Die hauptsächlichen Merkmale

Die Leitsätze

  • sind der einzige umfassende Verhaltenskodex für multinationale Unternehmen, zu dessen Förderung sich die teilnehmenden Staaten verpflichtet haben.
  • sind weltweit gültig. Sie erfassen multinationale Unternehmen aus Mitgliedsländern unabhängig davon, wo diese ihre geschäftlichen Aktivitäten entfalten.
  • wurden unter Einbeziehung von Unternehmens- und Arbeitnehmervertretern sowie Vertretern von Nichtregierungsorganisationen (NGOs) erarbeitet.
  • verfügen über einen funktionierenden Umsetzungsmechanismus (nationale Kontaktpunkte sowie OECD-Investitionskomitee CIME)

Inhalt

Die Leitsätze umfassen zehn Kapitel:

I Begriffe und Grundsätze
II Allgemeine Grundsätze
III Offenlegung von Informationen
IV Arbeitsbeziehungen
V Bekämpfung der Korruption
VI Umwelt
VII Verbraucherinteressen
VIII Wissenschaft und Technologie
IX Wettbewerb
X Besteuerung

Überarbeitung 2000

Die Leitsätze gehen auf das Jahr 1976 zurück. Die letzte Überarbeitung fand im Jahr 2000 statt. Ihre Ergebnisse wurden vom OECD-Ministerrat am 27. Juni 2000 angenommen. Zu den wesentlichen Neuerungen gehören:

  • Verankerung von Menschenrechten und Verurteilung von Kinder- und Zwangsarbeit
  • Verankerung des Nachhaltigkeitsprinzips und Stärkung des Umweltkapitels
  • Einführung eines eigenen Konsumentenschutzkapitels
  • Stärkung des Kampfes gegen Bestechung und Korruption
  • Anerkennung der besonderen Rolle und Bedürfnisse von kleinen und mittleren Unternehmen (KMUs) sowie
  • verbesserte Umsetzung durch Aufwertung der in allen Teilnehmerländern eingerichteten nationalen Kontaktpunkte.

Umsetzung

Zur Umsetzung der OECD-Leitsätze wurde in jedem teilnehmenden Land ein nationaler Kontaktpunkt eingerichtet. Dessen Aufgaben beinhalten die Bekanntmachung der Leitsätze, die Beantwortung von Anfragen und die Behandlung von besonderen Fällen. Einmal pro Jahr treffen alle nationalen Kontaktpunkte zu einem Gedankenaustausch zusammen.
Details sind in den Bestimmungen zum Umsetzungsverfahren sowie den verfahrenstechnischen Anleitungen enthalten.

Österreich

Österreich misst den OECD-Leitsätzen große Bedeutung zu und war an der Überarbeitung 2000 führend beteiligt. So gehen etwa die Anerkennung der besonderen Rolle von KMUs sowie die prominente Behandlung des Themas Konsumentenschutz auf österreichische Initiativen zurück.

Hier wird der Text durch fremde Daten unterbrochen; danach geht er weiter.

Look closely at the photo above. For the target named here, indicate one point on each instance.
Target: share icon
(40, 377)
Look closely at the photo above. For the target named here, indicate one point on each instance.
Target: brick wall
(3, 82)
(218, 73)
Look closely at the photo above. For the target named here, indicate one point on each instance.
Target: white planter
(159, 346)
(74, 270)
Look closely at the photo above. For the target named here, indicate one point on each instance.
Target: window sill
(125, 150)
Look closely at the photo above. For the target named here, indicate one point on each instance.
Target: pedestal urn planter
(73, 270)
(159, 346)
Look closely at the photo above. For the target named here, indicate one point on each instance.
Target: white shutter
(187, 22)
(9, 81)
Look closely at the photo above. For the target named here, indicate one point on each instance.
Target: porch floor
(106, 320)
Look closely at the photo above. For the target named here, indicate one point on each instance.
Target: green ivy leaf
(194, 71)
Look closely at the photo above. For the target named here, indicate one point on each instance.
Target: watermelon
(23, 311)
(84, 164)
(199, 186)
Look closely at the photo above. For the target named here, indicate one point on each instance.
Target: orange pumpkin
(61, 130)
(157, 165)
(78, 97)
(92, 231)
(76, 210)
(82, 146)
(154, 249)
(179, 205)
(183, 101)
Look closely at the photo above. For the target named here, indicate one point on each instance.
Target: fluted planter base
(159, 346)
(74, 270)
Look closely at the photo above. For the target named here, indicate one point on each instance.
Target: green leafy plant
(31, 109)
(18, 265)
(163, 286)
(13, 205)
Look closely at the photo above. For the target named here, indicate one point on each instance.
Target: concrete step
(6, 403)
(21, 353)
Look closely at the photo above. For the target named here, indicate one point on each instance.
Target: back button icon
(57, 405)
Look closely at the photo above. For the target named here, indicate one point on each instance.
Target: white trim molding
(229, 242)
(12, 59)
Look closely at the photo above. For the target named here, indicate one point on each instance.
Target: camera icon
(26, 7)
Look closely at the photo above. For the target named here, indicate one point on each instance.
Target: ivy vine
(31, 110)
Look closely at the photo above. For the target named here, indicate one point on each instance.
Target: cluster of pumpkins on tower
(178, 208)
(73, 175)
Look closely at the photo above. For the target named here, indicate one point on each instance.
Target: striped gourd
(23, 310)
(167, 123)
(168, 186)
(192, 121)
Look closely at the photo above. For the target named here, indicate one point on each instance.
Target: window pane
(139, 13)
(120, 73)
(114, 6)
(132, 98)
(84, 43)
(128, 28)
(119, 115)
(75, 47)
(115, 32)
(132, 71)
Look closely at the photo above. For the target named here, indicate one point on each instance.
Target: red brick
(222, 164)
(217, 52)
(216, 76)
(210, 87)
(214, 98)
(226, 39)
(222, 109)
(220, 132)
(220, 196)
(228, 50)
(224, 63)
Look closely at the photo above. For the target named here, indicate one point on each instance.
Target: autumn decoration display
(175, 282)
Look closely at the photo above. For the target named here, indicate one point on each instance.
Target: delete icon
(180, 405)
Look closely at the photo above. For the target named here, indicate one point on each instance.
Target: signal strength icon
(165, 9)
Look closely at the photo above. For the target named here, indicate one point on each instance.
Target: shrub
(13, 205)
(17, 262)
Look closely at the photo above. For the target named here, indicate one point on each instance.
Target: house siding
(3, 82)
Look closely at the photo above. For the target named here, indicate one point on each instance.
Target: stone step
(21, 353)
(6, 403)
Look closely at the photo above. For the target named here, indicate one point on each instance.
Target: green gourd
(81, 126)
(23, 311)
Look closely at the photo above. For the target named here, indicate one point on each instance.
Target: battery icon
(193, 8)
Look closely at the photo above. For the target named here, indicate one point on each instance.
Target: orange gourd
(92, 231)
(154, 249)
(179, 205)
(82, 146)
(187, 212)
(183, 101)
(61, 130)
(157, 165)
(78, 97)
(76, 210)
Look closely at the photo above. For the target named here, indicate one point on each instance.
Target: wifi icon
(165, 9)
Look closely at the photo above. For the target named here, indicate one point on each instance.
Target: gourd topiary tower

Österreichischer nationaler Kontaktpunkt ist das

Bundesministerium für Wirtschaft, Familie und Jugend
Abteilung C2/5 "Export- und Investitionspolitik"
Stubenring 1, 1011 Wien
Telefon: +43 1 71100/5180 oder 5792
Fax: +43 1 71100/15101

Der Nationale Kontaktpunkt, mit dem dort eingerichteten Beratenden Ausschuss, dem auch die Sozialpartner und Nichtregierungsorganisationen angehören, ist Ansprechpartner für Interessierte und auch für konkrete Beschwerden wegen behaupteter Verstöße grenzüberschreitend tätiger Unternehmen gegen die in den OECD-Leitsätzen niedergelegten Empfehlungen zuständig. Solche Beschwerden können von den Betroffenen jederzeit geltend gemacht werden. Der Text der Leitsätze einschließlich des Kommentarteils kann beim Nationalen Kontaktpunkt bezogen werden.